Tongol Yeng, 55, the patriarch of A Tu Village, which is naturally isolated from the outside world due to its surrounding forests and mountains and limited infrastructure, said while in the deltas people can by many things with money, locals "do not know what to do with money."
He said they grow enough rice, cassava, corn and other crops, as well as raise chickens, pigs and other livestock, to meet local demand.
If local people need anything, from a knife to some salt, they can barter with cassava or corn in order to obtain it, he added.
"What's money for? We live and grow up here without money."
Yeng's claim was echoed by other locals' headshaking when asked if they had money. They said they also exchange produce for monosodium glutamate, soap and other necessities.
Tongol Huong, 30, a rice farmer, said with a bottle of bee honey or ginseng roots gathered in the forest he can get enough rice and salt to last him until his next rice harvest.
"Sometimes, when we run out of salt, I give them a dog for it," he said.

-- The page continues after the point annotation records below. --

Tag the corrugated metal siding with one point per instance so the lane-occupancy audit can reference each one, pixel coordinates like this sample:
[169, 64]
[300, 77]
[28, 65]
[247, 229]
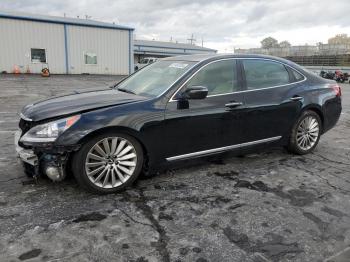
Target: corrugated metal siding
[111, 47]
[18, 37]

According to Poloong Thi Nhat, 21, who runs a grocery store in the village, the main commodity here is salt, which people trade cassava and corn for every day.
Men often trade ginseng and honey for sweets, fish and rice wine, she said, adding that she then exchanges the items at a store in the center of Ch'om Commune for more goods to trade at her village.
Such barter systems are not restricted to A Tu Village.
Yeng said when he was young he often went to Ka Don Village in Sekong Province, Laos, which can be reached within an hour by foot, to exchange agates for tut, a kind of brocade.
During the visits, he has made friends with many people in the Lao village, which allows him to exchange his farm produce for pigs, chickens and even cows when rice crops are poor.
"Whenever we lack something, we go to their village and make an exchange, instead of selling. We don't see the point in taking money for it," he said.